# Model Evaluation Stores[¶](https://developer.dataiku.com/latest/concepts-and-examples/model-evaluation-stores.html#model-evaluation-stores "Permalink to this heading")

Through the public API, the Python client allows you to perform evaluation of models. Those models are typically models trained in the Lab, and then deployed to the Flow as Saved Models (see Visual Machine learning for additional information). They can also be external models.

## Concepts[¶](https://developer.dataiku.com/latest/concepts-and-examples/model-evaluation-stores.html#concepts "Permalink to this heading")

### With a DSS model[¶](https://developer.dataiku.com/latest/concepts-and-examples/model-evaluation-stores.html#with-a-dss-model "Permalink to this heading")

In DSS, you can *evaluate* a *version* of a *Saved Model* using an *Evaluation Recipe*. An Evaluation Recipe takes as input a Saved Model and a *Dataset* on which to perform this evaluation. An Evaluation Recipe can have three outputs:

* an *output* dataset,

* a *metrics* dataset, or

* a *Model Evaluation Store* (MES).

By default, the *active* version of the Saved Model is evaluated. This can be configured in the Evaluation Recipe.

If a MES is configured as an output, a *Model Evaluation* (ME) will be written in the MES each time the MES is built (or each time the Evaluation Recipe is run).

A Model Evaluation is a container for metrics of the evaluation of the Saved Model Version on the Evaluation Dataset. Those metrics include:

* all available *performance* metrics,

* the *Data Drift* metric.

The Data Drift metric is the accuracy of a model trained to recognize lines:

* from the evaluation dataset

* from the *train time test dataset* of the configured version of the Saved Model.

The higher this metric, the better the model can separate lines from the evaluation dataset from those from the train time test dataset. And so, the more data from the evaluation dataset is different from train time data.

Detailed information and other tools, including a binomial test, univariate data drift, and feature drift importance, are available in the *Input Data Drift* tab of a Model Evaluation. Note that this tool is interactive and that displayed results are not persisted.

### With an external model[¶](https://developer.dataiku.com/latest/concepts-and-examples/model-evaluation-stores.html#with-an-external-model "Permalink to this heading")

In DSS, you can also evaluate an *external model* using a *Standalone Evaluation Recipe*. A *Standalone Evaluation Recipe* (SER) takes as input a labeled dataset containing labels, predictions, and (optionally) weights.
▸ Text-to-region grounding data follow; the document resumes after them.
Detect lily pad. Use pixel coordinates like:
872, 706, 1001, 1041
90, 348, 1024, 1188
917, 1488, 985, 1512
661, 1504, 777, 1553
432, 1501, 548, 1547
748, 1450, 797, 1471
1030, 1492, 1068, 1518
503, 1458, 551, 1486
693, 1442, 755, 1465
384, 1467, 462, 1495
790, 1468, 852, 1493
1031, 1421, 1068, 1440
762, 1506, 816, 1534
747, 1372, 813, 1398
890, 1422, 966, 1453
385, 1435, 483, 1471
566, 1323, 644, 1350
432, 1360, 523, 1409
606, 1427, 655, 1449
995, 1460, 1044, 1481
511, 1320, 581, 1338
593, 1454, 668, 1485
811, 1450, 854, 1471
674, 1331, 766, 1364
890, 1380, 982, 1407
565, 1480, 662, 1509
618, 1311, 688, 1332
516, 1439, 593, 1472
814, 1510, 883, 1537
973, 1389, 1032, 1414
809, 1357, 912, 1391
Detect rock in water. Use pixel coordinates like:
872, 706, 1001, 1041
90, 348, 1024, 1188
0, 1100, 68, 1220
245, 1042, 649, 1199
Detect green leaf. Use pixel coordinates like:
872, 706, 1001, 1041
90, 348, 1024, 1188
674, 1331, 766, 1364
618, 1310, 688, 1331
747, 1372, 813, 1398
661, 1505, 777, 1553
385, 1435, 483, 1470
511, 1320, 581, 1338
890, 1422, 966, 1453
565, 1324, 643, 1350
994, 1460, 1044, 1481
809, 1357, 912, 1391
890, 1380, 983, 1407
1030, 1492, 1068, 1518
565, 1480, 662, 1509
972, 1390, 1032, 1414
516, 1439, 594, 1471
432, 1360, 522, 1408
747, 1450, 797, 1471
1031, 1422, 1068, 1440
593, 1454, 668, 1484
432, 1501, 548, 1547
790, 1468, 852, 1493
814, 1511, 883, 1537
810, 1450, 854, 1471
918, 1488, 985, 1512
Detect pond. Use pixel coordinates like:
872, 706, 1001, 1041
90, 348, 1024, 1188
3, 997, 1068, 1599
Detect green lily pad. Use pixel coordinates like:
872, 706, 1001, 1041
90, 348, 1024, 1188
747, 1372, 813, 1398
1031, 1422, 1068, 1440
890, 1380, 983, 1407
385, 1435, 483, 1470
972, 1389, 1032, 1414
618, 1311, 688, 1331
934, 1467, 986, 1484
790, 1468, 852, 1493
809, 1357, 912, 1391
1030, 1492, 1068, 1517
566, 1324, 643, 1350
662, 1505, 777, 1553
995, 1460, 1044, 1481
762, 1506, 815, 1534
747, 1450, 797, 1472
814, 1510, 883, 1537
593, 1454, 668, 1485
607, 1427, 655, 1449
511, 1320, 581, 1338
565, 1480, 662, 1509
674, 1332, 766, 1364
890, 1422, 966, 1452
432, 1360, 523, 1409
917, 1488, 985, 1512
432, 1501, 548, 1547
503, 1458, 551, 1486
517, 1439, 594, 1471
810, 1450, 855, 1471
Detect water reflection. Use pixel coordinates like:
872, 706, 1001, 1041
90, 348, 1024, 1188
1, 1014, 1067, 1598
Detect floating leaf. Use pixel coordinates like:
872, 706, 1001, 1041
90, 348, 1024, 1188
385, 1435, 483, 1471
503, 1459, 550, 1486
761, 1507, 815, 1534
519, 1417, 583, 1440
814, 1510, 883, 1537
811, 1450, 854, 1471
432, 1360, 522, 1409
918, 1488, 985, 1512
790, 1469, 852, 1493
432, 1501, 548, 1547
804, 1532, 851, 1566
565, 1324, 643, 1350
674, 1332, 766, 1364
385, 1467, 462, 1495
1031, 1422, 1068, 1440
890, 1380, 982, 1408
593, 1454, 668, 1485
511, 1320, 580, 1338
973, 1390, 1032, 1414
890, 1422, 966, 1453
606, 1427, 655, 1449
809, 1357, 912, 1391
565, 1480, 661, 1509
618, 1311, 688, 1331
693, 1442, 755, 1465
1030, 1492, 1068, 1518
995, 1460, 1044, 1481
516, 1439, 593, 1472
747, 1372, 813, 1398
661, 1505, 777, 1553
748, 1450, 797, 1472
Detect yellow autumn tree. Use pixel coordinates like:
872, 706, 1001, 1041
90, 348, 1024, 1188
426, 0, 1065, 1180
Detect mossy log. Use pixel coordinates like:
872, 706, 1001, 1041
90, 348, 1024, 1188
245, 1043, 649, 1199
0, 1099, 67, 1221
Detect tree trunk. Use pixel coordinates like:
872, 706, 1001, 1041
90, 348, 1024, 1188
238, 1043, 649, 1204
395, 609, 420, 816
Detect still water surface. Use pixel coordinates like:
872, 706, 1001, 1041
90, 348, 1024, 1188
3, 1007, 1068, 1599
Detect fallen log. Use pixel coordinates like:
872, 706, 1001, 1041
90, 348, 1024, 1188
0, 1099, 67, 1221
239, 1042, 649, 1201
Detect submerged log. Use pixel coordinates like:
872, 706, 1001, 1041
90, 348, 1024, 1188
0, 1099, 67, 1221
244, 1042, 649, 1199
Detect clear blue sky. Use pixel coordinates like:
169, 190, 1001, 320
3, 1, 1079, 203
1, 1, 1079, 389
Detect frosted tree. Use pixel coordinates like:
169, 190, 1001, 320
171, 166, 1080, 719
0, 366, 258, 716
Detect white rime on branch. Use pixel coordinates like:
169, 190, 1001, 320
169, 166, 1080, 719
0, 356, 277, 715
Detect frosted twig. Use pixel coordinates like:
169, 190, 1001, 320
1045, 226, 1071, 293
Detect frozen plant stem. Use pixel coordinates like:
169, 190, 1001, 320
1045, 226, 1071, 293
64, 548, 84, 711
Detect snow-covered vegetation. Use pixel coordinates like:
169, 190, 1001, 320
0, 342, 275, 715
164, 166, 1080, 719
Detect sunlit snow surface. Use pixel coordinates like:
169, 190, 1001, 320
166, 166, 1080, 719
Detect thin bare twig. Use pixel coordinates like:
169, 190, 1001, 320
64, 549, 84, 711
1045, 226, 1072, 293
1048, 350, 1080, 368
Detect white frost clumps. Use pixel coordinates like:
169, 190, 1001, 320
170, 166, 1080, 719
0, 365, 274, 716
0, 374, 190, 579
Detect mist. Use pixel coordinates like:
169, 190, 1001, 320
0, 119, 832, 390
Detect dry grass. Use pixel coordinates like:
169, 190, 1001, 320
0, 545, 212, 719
A SER takes a single output: a Model Evaluation Store.

As the Evaluation Recipe, the Standalone Evaluation Recipe will output a Model Evaluation to the configured Model Evaluation Store each time it runs. In this case, however, the Data Drift can not be computed as there is no notion of reference data.

### How evaluation is performed[¶](https://developer.dataiku.com/latest/concepts-and-examples/model-evaluation-stores.html#how-evaluation-is-performed "Permalink to this heading")

The Evaluation Recipe and its counterpart for external models, the Standalone Evaluation Recipe, perform the evaluation on a sample of the Evaluation Dataset. The sampling parameters are defined in the recipe. Note that the sample will contain at most 20,000 lines.

Performance metrics are then computed on this sample.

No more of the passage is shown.